Par Laure Stephan Publié le 30 juillet 2021
REPORTAGE Avec l’apocalypse que connaît le Liban, les suicides sont devenus plus visibles, mais le tabou des troubles mentaux persiste.
Accompagnée de son cousin Ahmad, Ranim arrose les iris autour de la tombe de son père, dans le cimetière d’Ersal, une bourgade libanaise à la frontière avec la Syrie. Chaque semaine, la fillette de 7 ans vient s’y recueillir. Son père, Ali Fliti, s’est pendu en décembre 2019, à l’arrière de la maison familiale. « Ranim est forte. Elle fait face. Mais elle pense sans cesse à lui. Chaque matin et chaque soir, elle s’adresse à lui », confie Tahani, sa mère. L’enfant ne perd pas une miette de la conversation, mais garde le silence.
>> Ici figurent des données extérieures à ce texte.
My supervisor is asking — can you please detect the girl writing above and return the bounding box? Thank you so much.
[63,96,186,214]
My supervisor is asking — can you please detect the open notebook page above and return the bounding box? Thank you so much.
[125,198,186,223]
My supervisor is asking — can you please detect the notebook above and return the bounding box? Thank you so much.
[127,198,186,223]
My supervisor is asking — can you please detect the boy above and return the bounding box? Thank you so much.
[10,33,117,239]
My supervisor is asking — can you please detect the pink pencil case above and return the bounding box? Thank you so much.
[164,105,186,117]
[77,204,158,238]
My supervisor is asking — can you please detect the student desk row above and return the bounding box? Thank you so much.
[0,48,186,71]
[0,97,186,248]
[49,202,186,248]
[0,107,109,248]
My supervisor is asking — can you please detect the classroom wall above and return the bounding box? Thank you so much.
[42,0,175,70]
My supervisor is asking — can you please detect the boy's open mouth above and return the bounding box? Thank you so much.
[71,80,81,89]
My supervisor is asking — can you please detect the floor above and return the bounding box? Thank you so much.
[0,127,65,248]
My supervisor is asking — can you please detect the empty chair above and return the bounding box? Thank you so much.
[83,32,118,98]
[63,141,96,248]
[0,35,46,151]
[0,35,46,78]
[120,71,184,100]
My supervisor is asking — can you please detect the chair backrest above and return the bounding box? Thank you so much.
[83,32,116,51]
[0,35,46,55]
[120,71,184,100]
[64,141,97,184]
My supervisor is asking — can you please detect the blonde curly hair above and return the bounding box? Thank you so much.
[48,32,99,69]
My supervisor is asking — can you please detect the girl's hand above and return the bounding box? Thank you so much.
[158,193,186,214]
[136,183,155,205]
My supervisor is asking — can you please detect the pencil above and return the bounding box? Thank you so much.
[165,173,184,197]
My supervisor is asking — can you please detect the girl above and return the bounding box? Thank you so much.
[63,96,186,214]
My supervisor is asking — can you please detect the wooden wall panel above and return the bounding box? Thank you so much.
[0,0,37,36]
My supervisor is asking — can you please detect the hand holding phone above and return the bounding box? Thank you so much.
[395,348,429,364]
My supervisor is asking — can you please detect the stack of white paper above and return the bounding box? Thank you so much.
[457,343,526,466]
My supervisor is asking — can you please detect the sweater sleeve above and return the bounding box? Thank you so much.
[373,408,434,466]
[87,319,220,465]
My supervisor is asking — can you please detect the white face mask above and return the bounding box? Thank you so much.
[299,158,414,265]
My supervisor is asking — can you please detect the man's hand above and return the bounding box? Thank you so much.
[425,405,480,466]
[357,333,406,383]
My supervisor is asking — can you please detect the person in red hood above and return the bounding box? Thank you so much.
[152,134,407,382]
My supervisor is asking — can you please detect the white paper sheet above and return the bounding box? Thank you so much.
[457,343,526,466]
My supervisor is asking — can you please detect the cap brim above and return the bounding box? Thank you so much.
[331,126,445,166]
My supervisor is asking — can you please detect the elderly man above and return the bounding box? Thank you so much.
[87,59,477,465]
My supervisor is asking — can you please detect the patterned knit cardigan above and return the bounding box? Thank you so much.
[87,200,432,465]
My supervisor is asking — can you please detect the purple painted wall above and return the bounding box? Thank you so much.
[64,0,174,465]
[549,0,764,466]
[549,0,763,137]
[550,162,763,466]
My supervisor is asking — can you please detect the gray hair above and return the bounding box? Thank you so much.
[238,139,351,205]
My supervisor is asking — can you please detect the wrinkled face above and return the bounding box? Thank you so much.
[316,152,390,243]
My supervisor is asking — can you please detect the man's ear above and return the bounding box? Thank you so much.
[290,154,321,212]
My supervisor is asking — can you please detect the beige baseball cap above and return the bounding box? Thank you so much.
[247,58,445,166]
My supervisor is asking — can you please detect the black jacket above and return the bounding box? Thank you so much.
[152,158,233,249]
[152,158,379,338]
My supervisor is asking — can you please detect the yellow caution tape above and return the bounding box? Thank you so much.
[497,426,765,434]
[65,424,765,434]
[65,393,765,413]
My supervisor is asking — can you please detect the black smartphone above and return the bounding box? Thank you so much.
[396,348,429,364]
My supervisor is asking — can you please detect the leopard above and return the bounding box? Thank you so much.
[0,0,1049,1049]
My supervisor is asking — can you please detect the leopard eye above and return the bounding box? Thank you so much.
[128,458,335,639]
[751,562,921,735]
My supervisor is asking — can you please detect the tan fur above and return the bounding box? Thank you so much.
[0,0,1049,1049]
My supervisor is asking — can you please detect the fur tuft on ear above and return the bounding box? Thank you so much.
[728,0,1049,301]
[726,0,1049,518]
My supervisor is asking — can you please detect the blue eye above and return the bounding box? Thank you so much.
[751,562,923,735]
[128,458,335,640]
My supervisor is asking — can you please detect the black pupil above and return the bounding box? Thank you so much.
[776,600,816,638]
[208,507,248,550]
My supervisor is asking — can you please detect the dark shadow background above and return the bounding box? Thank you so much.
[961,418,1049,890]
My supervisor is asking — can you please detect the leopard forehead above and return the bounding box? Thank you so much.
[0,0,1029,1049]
Travailleur dans la pierre d’ornement, Ali avait 42 ans lorsqu’il s’est donné la mort. Il a été enterré selon le rite islamique, bien que le suicide soit condamné religieusement, chez les musulmans comme chez les chrétiens. « D’ordinaire, dans l’islam, on ne prie pas sur la dépouille d’une personne qui s’est suicidée. Mais Ali est un martyr de la pauvreté », explique sa veuve. Son geste, au début de l’effondrement financier de 2019, avait suscité une onde de choc à travers le pays. Ali Fliti est passé à la postérité sous le prénom de Naji, celui qu’il portait sur sa carte d’identité. Il avait été perçu comme une incarnation du désespoir des Libanais, au moment où leurs repères commençaient à s’effacer. Il symbolisait le refus de l’humiliation de la part de ce père de famille qui n’arrivait plus à subvenir aux besoins des siens.